Martorell, C. & R.P. Freckleton. 2014. Testing the roles of competition, facilitation and stochasticity on community structure in a species-rich assemblage. Journal of Ecology doi:10.1111/1365-2745.12173
At a given location in nature, why are some species present and others absent? Why do some species thrive and have lots of individuals and others are barely eeking out an existence? What determines how many species can live together there? These questions have fascinated (some might say obsessed) community ecologists for an almost embarrassing number of decades. They have proven difficult questions to answer and everyone has their favorite process they like to use to answer those questions. Competition for limiting resources is perennially a favorite process used to explain who gets into a community and who does well once they’re in it. But there are also a number of other processes that clearly play important roles. Theory and data are showing that the movement of species from location to location can alter what species exist where and how many individuals they have at a site. The role of facilitation (positive interactions among species) has increasingly been getting play as well, especially in stressful environments. There can also be a random component to the order that species arrive at a particular location. Because it can be difficult for very similar species to coexist, who is already at a location can influence who can then get into that location (this is sometimes referred to as historical or priority effects). I’m sure I missed some processes and I’m equally sure that someone out there right now is upset I didn’t include theirs. Others might (and by might I mean probably will) disagree with what I’m about to say, but most of the time it seems to me that we spend most of our time arguing about which process is most important. It’s competition! No it’s dispersal limitation! Niches! No niches! I have come to find this binary approach to studying communities wearisome. And here’s why. Does competition influence who exists at a particular location? Yes. Does dispersal? Yes. Does facilitation? Yes. Do stochastic processes? Yes. Do priority effects? Yes. We are at a point in ecology where I think we can feel confident that these various processes both exist and that they affect what we see in nature. Instead, we need to figure out how these processes work together to create the communities we observe. Does the role of a process stay constant through time? Or does it change depending on whether a community has been recently disturbed or is more established? Can we weave together these processes to predict how a community will look through time?

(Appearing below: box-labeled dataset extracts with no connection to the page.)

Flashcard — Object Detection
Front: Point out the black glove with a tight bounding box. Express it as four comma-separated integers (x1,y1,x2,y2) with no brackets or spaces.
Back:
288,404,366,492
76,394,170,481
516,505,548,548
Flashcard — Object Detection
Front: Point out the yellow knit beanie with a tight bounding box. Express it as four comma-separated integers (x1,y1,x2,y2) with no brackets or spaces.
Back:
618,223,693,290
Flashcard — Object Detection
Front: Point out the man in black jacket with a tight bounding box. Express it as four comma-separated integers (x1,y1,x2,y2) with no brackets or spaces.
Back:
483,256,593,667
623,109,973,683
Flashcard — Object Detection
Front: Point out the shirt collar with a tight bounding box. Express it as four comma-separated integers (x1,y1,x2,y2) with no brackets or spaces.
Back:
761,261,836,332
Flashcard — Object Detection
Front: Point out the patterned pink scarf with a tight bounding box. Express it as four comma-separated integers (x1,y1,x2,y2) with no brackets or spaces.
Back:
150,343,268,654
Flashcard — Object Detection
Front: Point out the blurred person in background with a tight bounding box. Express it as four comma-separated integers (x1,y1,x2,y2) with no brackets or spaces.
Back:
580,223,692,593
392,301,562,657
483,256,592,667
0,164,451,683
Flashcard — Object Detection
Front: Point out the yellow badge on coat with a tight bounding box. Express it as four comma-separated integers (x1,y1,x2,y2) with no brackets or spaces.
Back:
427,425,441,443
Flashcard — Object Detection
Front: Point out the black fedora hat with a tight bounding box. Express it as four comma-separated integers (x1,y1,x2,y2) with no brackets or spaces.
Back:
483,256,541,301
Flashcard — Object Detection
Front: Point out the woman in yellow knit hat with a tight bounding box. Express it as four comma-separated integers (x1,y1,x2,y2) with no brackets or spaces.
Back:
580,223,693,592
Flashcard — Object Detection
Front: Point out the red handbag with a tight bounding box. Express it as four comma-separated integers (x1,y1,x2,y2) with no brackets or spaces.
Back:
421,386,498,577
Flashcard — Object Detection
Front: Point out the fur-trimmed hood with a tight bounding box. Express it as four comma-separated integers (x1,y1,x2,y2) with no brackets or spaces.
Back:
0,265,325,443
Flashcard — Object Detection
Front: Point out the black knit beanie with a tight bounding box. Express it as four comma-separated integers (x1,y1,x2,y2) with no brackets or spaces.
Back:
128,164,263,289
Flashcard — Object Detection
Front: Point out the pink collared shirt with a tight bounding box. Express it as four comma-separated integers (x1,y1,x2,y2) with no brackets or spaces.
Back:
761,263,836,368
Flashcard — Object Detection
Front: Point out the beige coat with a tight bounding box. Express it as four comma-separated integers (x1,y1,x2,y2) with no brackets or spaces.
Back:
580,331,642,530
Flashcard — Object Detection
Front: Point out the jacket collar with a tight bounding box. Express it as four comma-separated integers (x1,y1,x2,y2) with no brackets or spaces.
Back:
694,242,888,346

Right about now, you’re wondering if I will ever actually mention the Martorell & Freckleton paper. Here you go. Martorell & Freckleton (2014) take data from a long-term study of plants in Mexico and analyze all the pair-wise interactions among species in order to “document the intensity and demographic importance of interactions and stochasticity in terms of per capita effects, and to set them in a community context”. In effect, they used population models and the spatio-temporal data on plants to assess for each species observed how its presence and population growth/abundance was impacted by interactions with other species, interactions with individuals of the same species, variability in the environment, dispersal, and population stochasticity. If you want to know how they did this, you’ll need to read the paper. They found that both competition and facilitation between species played an important role in determining whether a new species could colonize a particular site. Once established, competition and facilitation played less important roles in explaining the abundance of species. Most of the variation in abundance between species can be explained by interactions with other members of the same species and by stochastic events influencing dynamics at a location.*
So why do I like this paper? Because it’s a step towards that integration of processes that I think we need to start doing. Their end message isn’t: process x affects ‘thing I’m interested in’ y. Their end message is about how these processes are working together and when they play a more (or less) important role for determining what species are present and how well they are doing at a site. Their results suggest a model of communities where interactions among species influences who establishes at a particular location (i.e. the species composition in community ecology lingo). However, stochastic events and interactions among members of the same species become important for understanding differences among species in abundances and population growth rates. Only time will tell if this particular integration of processes holds across different types of ecosystems. But right now it allows us to start talking about more sophisticated models of how species come together to create the diversity of species and abundances in a community.
And what does this paper say about predicting the species in a community and their abundances? My interpretation is that it says what I think a growing number of us have suspected for a while. For a specific location there is not a single expected configuration of a community. There are many possible configurations. This means that precisely predicting the species composition of a community will be difficult. But it also makes me wonder whether it might be possible to predict the space of possibilities and how probable those possibilities are. Given this disturbance rate and this pool of possible species, there’s a 60% chance of this configuration of species, but only a 10% chance for this one. I suspect many of my colleagues think that even this level of prediction or forecasting is pure science fiction thinking on my part. But like some of my other blogging colleagues (hi, Brian! hi, Peter!) I believe that pushing our field from one focused on ‘understanding’ to one focused on ‘forecasting’ or ‘predicting’ is one of the greatest challenges our science faces**. Figuring out how and when different processes operate and what aspects of community structure they are controlling is the first step towards forecasting. And that is exactly why I like this article.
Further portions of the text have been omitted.